Pourrait-on déjà parler d’un nouvel « axe du mal » national-capitaliste avec le triumvirat Poutine, Le Pen et Trump à sa tête ? C’est trop tôt pour le dire, et en tout cas les trumvirs ont toujours tendance à se bagarrer entre eux, ainsi qu’avec d’autres régimes national-capitalistes, par example la Chine.

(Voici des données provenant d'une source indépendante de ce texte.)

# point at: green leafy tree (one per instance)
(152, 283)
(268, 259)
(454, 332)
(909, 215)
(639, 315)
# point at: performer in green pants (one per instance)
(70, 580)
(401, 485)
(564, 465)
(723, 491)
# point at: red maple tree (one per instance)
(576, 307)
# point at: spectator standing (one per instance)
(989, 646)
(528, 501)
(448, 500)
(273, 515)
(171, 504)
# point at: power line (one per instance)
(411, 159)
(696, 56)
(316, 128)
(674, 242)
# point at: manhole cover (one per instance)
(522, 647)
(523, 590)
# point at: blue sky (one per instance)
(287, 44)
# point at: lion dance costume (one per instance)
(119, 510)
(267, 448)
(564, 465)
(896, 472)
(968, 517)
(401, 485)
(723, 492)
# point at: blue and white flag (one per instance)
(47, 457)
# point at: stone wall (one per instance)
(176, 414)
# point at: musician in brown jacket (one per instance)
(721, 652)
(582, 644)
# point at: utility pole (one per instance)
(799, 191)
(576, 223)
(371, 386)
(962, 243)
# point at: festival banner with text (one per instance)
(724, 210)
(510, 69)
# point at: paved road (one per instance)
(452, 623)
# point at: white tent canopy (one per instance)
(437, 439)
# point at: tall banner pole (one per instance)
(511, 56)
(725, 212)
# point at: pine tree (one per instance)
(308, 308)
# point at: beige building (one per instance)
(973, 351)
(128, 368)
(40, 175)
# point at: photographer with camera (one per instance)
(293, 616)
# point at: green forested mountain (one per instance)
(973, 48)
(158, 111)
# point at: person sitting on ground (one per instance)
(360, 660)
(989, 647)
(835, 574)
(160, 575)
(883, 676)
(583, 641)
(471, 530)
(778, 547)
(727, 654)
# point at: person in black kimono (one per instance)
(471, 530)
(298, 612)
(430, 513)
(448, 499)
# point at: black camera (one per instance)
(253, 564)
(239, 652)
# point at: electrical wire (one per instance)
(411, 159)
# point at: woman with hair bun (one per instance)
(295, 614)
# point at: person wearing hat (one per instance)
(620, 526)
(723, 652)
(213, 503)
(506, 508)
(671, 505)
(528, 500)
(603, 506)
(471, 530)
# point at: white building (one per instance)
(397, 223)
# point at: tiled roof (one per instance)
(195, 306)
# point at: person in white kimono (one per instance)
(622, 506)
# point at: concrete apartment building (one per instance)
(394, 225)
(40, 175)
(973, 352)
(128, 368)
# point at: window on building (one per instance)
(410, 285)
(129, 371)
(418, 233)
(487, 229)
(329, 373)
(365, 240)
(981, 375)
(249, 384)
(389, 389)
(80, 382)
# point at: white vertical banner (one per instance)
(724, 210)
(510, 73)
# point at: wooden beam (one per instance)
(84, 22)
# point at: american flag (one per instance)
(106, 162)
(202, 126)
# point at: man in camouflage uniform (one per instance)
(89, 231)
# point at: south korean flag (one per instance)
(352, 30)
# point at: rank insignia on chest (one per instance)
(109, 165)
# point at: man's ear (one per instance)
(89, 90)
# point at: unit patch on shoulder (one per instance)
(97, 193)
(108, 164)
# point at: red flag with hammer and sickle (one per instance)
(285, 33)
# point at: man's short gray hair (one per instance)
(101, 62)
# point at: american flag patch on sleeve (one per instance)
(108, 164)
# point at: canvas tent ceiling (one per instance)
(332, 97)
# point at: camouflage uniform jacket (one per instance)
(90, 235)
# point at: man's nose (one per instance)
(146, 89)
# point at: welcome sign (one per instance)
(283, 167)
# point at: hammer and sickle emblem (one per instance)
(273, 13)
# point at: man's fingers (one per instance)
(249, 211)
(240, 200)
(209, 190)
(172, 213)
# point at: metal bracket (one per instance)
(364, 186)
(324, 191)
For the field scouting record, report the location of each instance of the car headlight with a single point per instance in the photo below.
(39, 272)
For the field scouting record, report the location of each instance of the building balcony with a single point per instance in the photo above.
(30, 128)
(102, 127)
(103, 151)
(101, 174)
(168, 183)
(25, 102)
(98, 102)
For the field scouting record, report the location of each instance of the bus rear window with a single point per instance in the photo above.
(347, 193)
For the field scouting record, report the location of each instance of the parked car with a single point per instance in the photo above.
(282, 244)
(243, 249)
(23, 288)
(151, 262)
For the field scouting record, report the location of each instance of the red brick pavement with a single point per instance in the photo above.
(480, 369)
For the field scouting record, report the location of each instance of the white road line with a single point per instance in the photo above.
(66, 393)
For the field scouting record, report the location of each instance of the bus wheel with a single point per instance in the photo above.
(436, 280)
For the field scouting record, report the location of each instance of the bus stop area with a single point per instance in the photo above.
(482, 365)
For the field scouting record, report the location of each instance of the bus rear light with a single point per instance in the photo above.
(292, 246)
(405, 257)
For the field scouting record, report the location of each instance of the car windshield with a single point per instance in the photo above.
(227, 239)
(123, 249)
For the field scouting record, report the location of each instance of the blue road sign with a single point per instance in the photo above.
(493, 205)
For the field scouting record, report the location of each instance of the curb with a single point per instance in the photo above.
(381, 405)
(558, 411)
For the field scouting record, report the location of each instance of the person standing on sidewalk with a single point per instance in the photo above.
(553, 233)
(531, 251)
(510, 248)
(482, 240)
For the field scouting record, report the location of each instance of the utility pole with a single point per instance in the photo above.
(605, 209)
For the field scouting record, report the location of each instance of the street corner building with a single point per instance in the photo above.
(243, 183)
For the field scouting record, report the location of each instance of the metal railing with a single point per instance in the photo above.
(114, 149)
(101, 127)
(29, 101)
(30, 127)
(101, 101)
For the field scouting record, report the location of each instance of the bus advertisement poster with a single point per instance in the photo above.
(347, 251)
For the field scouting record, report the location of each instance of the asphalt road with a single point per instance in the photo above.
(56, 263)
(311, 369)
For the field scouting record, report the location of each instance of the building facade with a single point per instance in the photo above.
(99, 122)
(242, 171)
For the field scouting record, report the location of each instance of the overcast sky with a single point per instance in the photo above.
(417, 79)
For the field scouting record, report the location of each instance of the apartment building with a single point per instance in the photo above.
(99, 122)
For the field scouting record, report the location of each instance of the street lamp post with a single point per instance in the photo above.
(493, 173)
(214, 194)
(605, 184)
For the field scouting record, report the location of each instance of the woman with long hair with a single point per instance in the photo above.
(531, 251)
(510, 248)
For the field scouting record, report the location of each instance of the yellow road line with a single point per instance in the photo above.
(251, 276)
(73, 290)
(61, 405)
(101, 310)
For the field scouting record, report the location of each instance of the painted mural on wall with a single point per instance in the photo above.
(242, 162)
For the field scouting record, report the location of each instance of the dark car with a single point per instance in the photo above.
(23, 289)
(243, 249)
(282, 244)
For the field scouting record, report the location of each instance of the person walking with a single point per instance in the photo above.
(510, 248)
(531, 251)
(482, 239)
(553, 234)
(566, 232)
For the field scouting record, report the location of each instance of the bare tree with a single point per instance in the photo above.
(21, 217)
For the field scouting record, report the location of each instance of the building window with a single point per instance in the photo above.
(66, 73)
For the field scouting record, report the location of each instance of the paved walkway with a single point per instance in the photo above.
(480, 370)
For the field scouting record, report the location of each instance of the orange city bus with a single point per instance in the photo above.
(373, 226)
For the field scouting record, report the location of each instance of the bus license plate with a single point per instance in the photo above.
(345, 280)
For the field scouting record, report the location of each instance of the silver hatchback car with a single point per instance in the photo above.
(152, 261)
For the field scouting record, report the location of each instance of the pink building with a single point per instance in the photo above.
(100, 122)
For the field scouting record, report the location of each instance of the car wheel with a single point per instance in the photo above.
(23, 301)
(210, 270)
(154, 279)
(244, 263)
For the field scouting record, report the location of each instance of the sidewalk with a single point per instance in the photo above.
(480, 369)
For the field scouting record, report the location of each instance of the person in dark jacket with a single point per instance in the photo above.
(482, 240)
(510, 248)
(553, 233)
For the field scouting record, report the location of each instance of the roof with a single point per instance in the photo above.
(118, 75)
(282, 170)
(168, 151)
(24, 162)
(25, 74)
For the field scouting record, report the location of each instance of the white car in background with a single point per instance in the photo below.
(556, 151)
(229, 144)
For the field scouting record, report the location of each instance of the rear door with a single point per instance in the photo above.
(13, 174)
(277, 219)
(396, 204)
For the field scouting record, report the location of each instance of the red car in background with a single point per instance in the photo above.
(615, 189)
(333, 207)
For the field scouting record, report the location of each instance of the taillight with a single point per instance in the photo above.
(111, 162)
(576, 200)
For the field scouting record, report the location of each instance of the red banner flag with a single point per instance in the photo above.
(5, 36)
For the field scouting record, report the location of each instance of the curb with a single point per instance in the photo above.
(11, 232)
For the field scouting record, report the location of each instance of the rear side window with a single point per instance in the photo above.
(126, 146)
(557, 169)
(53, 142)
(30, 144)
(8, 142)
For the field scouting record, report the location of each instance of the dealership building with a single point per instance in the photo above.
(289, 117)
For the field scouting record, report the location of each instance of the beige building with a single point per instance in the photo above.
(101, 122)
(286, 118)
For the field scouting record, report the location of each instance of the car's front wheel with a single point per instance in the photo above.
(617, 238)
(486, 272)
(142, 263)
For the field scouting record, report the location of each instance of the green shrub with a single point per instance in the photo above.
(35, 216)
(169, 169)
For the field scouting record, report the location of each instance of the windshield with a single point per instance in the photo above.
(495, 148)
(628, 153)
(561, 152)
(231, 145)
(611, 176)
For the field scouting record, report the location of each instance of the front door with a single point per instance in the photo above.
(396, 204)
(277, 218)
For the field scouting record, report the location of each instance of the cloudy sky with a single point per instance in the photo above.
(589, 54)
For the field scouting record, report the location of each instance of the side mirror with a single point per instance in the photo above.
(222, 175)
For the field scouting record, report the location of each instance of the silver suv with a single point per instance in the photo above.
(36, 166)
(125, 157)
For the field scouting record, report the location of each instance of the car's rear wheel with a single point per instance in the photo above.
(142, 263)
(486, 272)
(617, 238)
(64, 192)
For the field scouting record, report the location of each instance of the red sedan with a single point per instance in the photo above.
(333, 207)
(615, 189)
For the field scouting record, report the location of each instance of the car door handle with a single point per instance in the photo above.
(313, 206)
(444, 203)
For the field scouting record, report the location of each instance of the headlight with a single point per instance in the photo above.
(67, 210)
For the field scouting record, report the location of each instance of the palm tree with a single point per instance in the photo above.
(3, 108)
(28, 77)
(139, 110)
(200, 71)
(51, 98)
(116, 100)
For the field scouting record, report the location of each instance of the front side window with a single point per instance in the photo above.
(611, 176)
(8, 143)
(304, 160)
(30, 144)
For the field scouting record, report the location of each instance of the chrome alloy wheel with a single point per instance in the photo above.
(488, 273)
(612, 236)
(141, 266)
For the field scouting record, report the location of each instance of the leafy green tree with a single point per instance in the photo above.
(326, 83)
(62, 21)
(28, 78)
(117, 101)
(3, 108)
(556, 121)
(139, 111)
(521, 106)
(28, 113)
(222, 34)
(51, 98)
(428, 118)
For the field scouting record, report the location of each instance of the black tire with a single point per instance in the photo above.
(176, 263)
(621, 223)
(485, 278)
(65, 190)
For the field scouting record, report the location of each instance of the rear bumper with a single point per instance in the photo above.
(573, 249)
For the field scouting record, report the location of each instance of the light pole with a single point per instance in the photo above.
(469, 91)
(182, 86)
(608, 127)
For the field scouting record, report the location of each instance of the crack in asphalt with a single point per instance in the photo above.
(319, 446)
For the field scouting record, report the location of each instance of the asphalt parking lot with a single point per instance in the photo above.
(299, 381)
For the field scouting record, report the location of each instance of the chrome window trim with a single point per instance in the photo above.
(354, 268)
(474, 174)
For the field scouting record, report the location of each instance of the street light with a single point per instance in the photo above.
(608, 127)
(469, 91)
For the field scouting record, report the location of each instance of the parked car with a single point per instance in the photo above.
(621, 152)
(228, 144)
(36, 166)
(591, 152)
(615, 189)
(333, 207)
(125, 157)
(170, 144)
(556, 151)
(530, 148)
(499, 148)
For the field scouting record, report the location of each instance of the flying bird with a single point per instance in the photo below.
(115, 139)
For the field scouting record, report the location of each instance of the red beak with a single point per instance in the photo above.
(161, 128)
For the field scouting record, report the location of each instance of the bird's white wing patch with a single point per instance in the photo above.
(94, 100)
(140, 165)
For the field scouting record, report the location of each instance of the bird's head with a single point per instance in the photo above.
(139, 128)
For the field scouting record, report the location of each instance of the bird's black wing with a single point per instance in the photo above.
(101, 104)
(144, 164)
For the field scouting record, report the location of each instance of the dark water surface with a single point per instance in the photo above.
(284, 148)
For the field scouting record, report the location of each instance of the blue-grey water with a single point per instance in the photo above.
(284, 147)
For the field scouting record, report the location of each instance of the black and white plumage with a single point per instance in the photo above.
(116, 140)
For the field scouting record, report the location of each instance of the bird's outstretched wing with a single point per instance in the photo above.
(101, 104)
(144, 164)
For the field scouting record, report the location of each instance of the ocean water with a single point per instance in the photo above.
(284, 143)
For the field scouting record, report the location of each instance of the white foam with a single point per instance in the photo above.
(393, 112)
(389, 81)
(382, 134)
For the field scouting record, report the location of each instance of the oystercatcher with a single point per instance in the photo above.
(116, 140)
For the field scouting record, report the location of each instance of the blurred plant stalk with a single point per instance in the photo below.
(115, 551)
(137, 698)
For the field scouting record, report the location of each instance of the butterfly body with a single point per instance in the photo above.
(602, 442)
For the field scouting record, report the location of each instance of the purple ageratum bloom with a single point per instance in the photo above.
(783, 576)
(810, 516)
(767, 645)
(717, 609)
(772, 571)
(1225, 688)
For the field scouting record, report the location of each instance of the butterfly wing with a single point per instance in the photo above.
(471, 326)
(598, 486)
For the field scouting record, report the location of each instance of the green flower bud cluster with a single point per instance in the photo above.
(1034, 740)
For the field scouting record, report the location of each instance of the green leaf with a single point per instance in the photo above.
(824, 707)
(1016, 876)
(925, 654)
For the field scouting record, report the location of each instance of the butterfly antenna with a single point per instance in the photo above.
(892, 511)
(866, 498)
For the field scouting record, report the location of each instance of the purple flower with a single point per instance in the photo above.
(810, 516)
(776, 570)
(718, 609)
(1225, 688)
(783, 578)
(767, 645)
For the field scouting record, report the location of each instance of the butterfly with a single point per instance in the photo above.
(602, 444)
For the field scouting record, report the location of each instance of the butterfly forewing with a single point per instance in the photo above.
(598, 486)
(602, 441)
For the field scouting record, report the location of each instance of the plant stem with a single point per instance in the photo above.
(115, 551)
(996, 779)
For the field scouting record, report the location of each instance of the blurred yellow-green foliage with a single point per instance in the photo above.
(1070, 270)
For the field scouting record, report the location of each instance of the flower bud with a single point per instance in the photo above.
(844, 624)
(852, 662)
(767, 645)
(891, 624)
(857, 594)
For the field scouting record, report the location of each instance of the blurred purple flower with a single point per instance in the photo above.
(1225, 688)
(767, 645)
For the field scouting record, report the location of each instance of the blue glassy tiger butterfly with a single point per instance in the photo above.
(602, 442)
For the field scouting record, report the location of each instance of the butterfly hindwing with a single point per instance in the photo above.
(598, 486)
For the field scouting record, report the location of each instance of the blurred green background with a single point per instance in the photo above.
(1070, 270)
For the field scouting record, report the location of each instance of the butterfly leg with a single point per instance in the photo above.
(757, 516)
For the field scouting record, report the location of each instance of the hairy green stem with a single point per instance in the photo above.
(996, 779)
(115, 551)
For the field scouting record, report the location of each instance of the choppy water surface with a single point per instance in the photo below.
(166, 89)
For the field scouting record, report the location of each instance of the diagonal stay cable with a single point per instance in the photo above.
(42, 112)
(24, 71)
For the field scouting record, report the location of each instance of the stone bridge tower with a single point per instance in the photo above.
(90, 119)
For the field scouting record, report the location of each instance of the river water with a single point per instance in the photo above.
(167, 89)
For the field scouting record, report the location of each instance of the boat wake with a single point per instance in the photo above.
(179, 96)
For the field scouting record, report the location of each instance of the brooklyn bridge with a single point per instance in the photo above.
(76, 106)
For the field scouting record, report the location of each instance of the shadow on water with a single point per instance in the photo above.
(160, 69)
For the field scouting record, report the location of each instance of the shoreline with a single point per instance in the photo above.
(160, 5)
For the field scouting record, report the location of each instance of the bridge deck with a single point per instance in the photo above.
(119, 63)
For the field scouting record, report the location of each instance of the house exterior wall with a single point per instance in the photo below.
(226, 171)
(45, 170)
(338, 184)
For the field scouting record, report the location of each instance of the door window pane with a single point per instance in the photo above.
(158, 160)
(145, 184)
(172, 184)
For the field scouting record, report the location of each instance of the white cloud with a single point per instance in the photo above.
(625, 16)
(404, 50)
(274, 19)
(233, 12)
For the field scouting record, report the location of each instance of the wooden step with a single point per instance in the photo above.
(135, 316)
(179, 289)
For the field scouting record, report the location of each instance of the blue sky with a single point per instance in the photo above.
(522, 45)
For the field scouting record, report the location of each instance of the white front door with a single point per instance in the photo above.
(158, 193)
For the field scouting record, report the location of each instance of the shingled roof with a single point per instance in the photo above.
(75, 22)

Néanmoins, on peut conclure qu’il ne s’agit plus aujourd’hui du fameux « consensus de Washington » composé de pays capitalistes avancés néolibéraux engagés ensemble dans la mondialisation au travers de traités internationaux.

Mais n’oublions pas qu’il s’agit toujours du capitalisme, et les gauchistes qui jusqu’à ici n’ont dénoncé que le « néolibéralisme » devraient sérieusement repenser leurs théories.

Que ce capitalisme de copinage nationaliste et autoritaire puisse facilement dégénérer en fascisme, par exemple à l’occasion d’une crise plus ou moins provoquée par son chef, est évident. Mais nous n’y sommes pas encore aujourd’hui, et ce nouveau front uni de résistance aux Etats-Unis a comme objectif de lui barrer la route. Ce qu’il manque au régime populiste de Trumpe aujourd’hui c’est un mouvement de masse à la base, agressif et organisé en copinage avec la police officielle, capable d’intimider les opposants et les mouvement sociaux. Préparons-nous toutefois !

Un gouvernement hard qui veut faire marche arrière

Pour revenir à la composition du régime de copinage capitaliste, l’autre dénominateur commun de ce nouveau gouvernement riche, blanc, et réactionnaire de Trump est ceci : presque tous les copains choisis comme ministres sont des ennemis déclarés de la mission officielle de leur ministère. Leur mission réelle : démanteler les fonctions bénéfiques du « gouvernement » (mot péjoratif en langue républicaine) pour ne conserver pour eux que l’état (appareil de répression). Commençons par Betsy De Vos, proposée pour le poste de ministre de l’Education.

· De Vos, multimilliardaire, héritière d’Amway, frère du mercenaire Eric Prince PDG de Blackwater, chrétienne de droite, veut tout simplement privatiser l’école publique. De Vos fait campagne depuis longtemps en faveur des « charter schools » (écoles privés bénéficiant de subventions et de locaux dans les écoles publiques) et elle a investi des millions dans une chaîne d’écoles privatisées à but lucratif.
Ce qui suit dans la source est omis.